When an emergency message is received at the wireless network core system 104 from the user device 124, the emergency message is handled on the control plane as SMS over NAS (Non-Access Stratum) (also referred to as SMS-o-NAS) or on the user plane as SMS over IMS (also referred to as SMS-o-IMS).

In general, the SMS-o-NAS follows the signaling path via the AMF 404 using SRB (signaling radio bearers), which allows the emergency message to be anchored on the AMF 404 via the control plane. In some embodiments, the SMS message may be encapsulated in an NAS message. From the AMF 404, the emergency message is provided to the SMSF 406 and the SMSC 408. The SMSC 408 will then route the emergency message to the emergency control center 410. In SMS-o-NAS, the emergency message would be supported by the control plane location.

In comparison, the SMS-o-IMS would allow the emergency message to flow through the UPF 412 as normal traffic would be handled by the wireless network core system 104. In some embodiments, the SMS is encapsulated in a SIP message. From the UPF 412, the user plane sends the emergency message to the IMS 414, which then sends the emergency message via the user plane to the SMSC 408. Again, the SMSC 408 will route the emergency message to the emergency control center 410. In SMS-o-IMS, the emergency message can include the location of the user device 124 (as provided by the user device 124 or the PSAP zone determined as described herein) as part of the SIP header.

Whether the emergency message is an SMS-o-NAS or an SMS-o-IMS may depend on the capabilities of the user device 124, the location of the user device 124, or the capabilities of the non-terrestrial network satellite 128. By employing embodiments described herein, the non-terrestrial network satellite 128, the feeder-link system 116, or one or more components of the wireless network core system 104 may determine a PSAP zone in which the user device 124 is located such that the TCC 410 can select the appropriate PSAP for an emergency message sent by the user device 124.

The operation of certain aspects will now be described with respect to FIGS. 5 and 6. Processes 500 and 600 described in conjunction with FIGS. 5 and 6, respectively, may be implemented by one or more processors or executed via circuitry on one or more computing devices, such as non-terrestrial network satellite 128, feeder-link system 116, wireless network core system 104, or some combination thereof.

FIG. 5 illustrates a logical flow diagram showing one embodiment of a process 500 for generating a mapping between geographical emergency service zones and assigned unique identifiers for emergency service communications via a non-terrestrial network satellite in accordance with embodiments described herein.

Process 500 begins, after a start block, at block 502, where a public safety answering point (PSAP) within the geographical coverage area of a non-terrestrial network satellite is selected. In various embodiments, the non-terrestrial network satellite may provide cellular communication connections for user devices within a geographical coverage area that includes a plurality of separate PSAPs. Each separate PSAP may be selected in a random or predetermined order.
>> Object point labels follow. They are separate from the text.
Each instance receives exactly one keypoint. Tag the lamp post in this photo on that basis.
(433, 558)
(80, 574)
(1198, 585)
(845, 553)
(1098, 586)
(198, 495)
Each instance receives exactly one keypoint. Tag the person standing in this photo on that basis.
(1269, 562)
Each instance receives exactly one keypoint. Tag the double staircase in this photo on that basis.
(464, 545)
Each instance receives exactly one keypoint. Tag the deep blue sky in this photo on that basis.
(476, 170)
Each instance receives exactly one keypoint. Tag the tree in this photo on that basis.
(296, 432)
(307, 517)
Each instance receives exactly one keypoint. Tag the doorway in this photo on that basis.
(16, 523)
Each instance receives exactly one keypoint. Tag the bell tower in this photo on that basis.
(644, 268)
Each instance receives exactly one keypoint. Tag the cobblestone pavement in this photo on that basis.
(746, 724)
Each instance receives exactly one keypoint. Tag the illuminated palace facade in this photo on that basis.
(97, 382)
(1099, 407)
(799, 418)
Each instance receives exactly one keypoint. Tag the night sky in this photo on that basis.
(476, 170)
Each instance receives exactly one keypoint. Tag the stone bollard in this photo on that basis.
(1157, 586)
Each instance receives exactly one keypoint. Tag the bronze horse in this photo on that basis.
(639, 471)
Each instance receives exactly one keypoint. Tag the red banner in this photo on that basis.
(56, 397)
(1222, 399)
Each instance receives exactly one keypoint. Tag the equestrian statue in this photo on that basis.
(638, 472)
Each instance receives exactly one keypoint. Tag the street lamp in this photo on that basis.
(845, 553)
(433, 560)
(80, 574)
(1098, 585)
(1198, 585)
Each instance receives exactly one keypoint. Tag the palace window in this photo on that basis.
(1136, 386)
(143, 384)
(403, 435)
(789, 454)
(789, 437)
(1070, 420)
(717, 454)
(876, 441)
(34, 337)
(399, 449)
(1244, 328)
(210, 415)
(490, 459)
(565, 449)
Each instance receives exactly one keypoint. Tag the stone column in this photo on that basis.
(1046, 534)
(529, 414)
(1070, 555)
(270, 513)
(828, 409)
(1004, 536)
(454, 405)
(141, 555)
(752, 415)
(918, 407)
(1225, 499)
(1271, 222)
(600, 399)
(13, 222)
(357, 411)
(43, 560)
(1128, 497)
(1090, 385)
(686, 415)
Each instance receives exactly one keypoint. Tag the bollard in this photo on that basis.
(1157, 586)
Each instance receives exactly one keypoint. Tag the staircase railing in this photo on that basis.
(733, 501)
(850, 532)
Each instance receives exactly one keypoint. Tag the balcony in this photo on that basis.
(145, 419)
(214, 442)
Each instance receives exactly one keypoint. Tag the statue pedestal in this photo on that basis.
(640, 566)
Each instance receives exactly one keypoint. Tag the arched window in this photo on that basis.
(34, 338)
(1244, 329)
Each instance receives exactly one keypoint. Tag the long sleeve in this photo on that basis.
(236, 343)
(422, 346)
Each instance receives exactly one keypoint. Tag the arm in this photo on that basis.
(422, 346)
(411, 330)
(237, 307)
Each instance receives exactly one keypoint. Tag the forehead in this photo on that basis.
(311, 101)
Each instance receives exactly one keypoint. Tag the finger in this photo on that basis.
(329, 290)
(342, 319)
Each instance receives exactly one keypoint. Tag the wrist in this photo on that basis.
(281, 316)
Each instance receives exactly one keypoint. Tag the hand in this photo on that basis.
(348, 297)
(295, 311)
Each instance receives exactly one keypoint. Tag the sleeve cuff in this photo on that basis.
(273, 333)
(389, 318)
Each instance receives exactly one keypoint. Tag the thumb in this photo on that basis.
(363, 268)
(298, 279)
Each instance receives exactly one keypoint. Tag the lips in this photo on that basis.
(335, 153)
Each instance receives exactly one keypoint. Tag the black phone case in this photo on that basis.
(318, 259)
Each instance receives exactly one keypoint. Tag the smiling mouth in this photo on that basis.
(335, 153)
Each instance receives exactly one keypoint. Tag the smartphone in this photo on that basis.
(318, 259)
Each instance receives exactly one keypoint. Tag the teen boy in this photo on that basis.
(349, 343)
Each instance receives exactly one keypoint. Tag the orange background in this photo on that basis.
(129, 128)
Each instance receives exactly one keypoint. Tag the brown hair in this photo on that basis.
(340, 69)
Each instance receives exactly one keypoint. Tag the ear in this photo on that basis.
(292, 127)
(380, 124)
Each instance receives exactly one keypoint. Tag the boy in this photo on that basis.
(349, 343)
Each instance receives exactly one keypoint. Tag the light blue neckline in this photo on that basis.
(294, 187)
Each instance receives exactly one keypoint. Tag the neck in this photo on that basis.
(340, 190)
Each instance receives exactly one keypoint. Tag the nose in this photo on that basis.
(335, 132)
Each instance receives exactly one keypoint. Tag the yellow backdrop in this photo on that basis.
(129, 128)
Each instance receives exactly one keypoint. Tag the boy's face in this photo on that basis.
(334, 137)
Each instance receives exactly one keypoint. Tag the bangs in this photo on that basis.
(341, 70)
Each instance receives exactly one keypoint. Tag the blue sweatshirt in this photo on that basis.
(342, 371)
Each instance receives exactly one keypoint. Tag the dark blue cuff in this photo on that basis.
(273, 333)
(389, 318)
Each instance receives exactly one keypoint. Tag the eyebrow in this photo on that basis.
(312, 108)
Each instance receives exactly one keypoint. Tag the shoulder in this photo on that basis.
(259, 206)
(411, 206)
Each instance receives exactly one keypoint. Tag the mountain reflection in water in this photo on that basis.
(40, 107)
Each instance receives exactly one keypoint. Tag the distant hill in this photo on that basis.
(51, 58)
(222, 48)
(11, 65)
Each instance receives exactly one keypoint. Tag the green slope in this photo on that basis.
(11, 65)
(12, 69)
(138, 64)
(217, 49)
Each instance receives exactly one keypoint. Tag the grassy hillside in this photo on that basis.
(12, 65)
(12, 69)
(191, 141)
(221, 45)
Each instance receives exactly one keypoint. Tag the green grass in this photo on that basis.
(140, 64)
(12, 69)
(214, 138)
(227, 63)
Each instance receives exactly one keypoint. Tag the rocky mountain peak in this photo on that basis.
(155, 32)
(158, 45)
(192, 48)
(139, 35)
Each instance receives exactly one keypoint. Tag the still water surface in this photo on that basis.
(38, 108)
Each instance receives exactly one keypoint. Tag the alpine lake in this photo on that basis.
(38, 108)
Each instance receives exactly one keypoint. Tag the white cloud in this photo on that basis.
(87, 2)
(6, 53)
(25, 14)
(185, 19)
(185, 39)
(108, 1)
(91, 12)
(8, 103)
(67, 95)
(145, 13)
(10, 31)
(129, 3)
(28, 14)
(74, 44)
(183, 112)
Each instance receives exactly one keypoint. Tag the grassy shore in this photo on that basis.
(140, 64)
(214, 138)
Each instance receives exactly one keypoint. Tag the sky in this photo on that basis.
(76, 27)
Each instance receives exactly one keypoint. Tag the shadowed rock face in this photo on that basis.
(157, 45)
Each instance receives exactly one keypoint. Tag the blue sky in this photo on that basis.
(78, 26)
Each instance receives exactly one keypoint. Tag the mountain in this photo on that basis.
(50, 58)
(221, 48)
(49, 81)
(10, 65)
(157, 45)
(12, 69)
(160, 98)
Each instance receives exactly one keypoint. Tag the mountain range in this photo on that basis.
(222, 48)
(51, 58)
Process 500 proceeds, after block 502, to block 504, where a total geographical coverage area is determined for the selected PSAP. In some embodiments, the total geographical coverage area of the selected PSAP is predefined or set by an administrator, which may be set by boundaries of towns, cities, counties, markets, or other geographical features.

Process 500 continues, after block 504, at block 506, where the total geographical coverage area of the selected PSAP is divided into one or more PSAP zones for the non-terrestrial network satellite. Each PSAP zone covers a geographical area of the selected PSAP, which does not overlap with another PSAP zone of the selected PSAP or of another PSAP. Accordingly, each PSAP zone includes a geographical boundary for a specific geographical area.

In some embodiments, the number of PSAP zones may vary depending on the geographical size or population of the selected PSAP. For example, the greater the geographical size of the total geographical coverage area of the selected PSAP, the greater the number of PSAP zones. In other embodiments, the number of PSAP zones may vary depending on the number of emergency response units or dispatch locations. For example, if the total geographical coverage area of the selected PSAP has five dispatch locations, then the total geographical coverage area of the selected PSAP may be divided into five PSAP zones, one for each dispatch location.

Process 500 proceeds, after block 506, to block 508, where a unique identifier is assigned to each corresponding PSAP zone for the selected PSAP. Each assigned identifier is unique compared to other identifiers assigned to PSAP zones for the selected PSAP and for other PSAPs. In this way, each PSAP zone for the plurality of PSAPs is assigned a unique identifier. In some embodiments, the unique identifier of a PSAP zone can be map to a geographical area defined by 3GPP as “mapped Cell-ID”.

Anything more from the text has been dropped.